How do I recruit participants?
Who you recruit and how you recruit them is very important. The IRB wants to be sure that people participate voluntarily and what may appear voluntary on the surface can be coercion when examined more closely, as the following excerpt makes clear.
"One of the primary responsibilities of IRBs… is to ensure that a subject's decision to participate in research will be truly voluntary, and that consent will be sought 'only under circumstances that provide the prospective subject...sufficient opportunity to consider whether or not to participate and that minimize the possibility of coercion or undue influence' [Federal Policy §___.116; 21 CFR 50.20].…

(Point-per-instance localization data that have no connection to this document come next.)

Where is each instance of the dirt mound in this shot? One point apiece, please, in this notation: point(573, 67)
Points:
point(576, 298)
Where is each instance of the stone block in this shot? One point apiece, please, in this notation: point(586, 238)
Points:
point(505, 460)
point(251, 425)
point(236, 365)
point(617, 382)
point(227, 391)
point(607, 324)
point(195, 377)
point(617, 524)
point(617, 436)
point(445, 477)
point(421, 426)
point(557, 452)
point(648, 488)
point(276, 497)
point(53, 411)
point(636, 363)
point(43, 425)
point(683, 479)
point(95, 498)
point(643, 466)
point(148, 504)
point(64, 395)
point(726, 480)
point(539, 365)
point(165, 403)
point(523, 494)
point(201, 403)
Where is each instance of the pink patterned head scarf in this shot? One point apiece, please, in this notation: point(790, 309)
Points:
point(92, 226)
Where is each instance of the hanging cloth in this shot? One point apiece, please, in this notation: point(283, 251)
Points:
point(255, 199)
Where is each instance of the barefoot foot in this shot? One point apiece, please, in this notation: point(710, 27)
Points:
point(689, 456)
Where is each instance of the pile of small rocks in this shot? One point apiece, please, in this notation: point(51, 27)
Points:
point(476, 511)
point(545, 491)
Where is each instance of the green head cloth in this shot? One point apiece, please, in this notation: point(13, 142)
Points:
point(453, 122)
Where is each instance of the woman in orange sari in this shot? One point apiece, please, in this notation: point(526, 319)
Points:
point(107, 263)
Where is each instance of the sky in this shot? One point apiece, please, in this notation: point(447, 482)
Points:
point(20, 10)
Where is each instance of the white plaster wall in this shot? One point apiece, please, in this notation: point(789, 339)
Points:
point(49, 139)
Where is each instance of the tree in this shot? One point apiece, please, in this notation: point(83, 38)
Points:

Clear cases of coercion (i.e., actual threats) are readily identifiable; it is more difficult to recognize undue inducement. An offer one could not refuse is essentially coercive (or "undue"). Undue inducements may be troublesome because: (1) offers that are too attractive may blind prospective subjects to the risks or impair their ability to exercise proper judgment; and (2) they may prompt subjects to lie or conceal information that, if known, would disqualify them from enrolling — or continuing — as participants in a research project.…

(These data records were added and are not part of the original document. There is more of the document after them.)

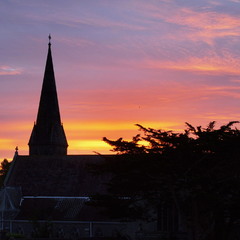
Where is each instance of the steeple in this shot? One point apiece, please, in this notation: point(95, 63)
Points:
point(48, 136)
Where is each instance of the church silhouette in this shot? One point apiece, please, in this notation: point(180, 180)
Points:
point(45, 192)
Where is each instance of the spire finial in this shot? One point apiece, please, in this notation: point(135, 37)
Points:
point(49, 38)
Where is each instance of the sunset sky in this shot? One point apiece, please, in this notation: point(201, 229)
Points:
point(159, 63)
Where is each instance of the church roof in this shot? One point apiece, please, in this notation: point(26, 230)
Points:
point(48, 136)
point(56, 175)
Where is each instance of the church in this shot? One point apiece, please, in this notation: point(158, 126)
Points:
point(45, 192)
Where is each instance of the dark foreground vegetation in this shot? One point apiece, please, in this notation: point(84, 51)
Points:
point(198, 171)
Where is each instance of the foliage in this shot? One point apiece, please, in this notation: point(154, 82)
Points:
point(199, 170)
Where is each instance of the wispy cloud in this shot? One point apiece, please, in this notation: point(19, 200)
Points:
point(8, 70)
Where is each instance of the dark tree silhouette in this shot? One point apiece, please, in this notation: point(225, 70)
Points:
point(198, 171)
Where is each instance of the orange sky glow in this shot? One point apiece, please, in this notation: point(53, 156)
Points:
point(155, 63)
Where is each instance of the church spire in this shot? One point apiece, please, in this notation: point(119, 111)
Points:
point(48, 136)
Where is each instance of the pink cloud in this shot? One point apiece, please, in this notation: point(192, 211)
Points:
point(7, 70)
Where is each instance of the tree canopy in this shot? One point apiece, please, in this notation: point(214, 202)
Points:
point(198, 170)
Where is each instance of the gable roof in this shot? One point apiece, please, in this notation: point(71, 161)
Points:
point(56, 175)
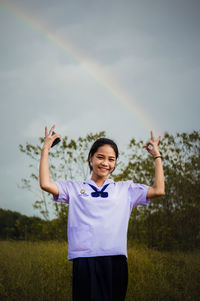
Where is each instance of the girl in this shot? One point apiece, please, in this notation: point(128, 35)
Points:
point(99, 211)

IRBs must attempt to make sure that prospective subjects realize that their participation is voluntary, and that choosing not to participate will not adversely affect their relationship with the institution or its staff in any way. To make this determination, IRBs should know who the subjects will be, what incentives are being offered, and the conditions under which the offer will be made." [Source: http://ohrp.osophs.dhhs.gov/irb/irb_chapter3.htm]
As part of your materials, please include drafts of all advertisements, emails, recruiting scripts, fliers, etc. that will be used to recruit subjects.